Toute cette situation de violation de la loi et des droits humains prouve suffisamment que le régime du président Alpha Condé (qui revendique paradoxalement 40 ans de lutte pour la démocratie) est loin d’être démocratique. En réalité le masque semble être tombé. Monsieur « mains propres ! » et opposant historique semble être plus préoccupé à s’enrichir qu’à s’occuper des problèmes des Guinéens. Comme il l’a dit le samedi dernier, les élections législatives ne sont pas sa priorité et sa préoccupation.

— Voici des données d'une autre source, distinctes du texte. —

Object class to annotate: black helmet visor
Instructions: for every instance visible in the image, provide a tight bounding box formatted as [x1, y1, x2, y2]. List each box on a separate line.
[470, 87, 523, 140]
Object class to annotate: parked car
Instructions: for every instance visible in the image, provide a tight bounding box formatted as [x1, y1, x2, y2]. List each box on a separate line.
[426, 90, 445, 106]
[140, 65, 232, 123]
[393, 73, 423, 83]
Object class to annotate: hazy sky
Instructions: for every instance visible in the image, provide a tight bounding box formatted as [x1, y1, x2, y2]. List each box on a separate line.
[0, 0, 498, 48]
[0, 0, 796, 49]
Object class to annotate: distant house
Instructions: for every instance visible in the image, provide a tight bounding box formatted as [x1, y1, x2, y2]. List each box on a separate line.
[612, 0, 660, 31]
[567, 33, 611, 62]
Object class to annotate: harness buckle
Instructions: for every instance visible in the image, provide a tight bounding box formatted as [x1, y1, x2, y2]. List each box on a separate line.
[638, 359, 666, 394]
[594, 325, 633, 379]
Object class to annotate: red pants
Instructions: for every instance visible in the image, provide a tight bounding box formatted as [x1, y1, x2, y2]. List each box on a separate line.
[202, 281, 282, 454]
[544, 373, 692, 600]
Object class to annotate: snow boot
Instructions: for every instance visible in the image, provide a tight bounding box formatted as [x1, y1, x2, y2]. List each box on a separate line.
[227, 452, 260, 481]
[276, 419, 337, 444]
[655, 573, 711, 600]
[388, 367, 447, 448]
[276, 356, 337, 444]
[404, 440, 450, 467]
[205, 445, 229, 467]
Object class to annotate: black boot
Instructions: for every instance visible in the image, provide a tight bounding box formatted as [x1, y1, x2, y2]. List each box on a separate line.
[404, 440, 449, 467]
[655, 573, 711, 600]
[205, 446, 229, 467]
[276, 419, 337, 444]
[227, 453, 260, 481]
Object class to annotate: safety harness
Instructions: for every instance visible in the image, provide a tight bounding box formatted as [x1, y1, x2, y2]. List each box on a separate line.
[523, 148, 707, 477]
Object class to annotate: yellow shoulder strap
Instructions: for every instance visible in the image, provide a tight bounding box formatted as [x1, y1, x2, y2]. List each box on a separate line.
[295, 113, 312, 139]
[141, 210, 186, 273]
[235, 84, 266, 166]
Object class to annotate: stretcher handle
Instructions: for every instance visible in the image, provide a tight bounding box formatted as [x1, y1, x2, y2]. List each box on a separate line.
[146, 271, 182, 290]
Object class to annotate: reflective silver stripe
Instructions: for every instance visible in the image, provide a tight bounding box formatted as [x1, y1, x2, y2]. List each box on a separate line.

C’est pour cela que près de deux ans après son investiture, la Guinée n’a toujours pas une Assemblée Nationale contrairement à la Côte d’Ivoire. Sa priorité c’est de signer des contrats et des conventions pour lesquelles les Guinéens n’ont aucune information et il a triplé son budget de souveraineté. Par l’implication de son fils dans la gestion des affaires de l’Etat, le Chef de l’Etat a annoncé les couleurs aux autres cadres : bonjour l’enrichissement illicite, la gabegie, le népotisme, le détournement, la corruption… Si ce n’est pas le cas, qu’il réalise alors sa menace de faire tomber des têtes au cours de cette semaine. Précision : pas les plantons et secrétaires qui ne sont pas des têtes mais des ongles.
En tout cas, NFD continuera la lutte pour l’émergence d’une Guinée unie, juste, démocratique et prospère.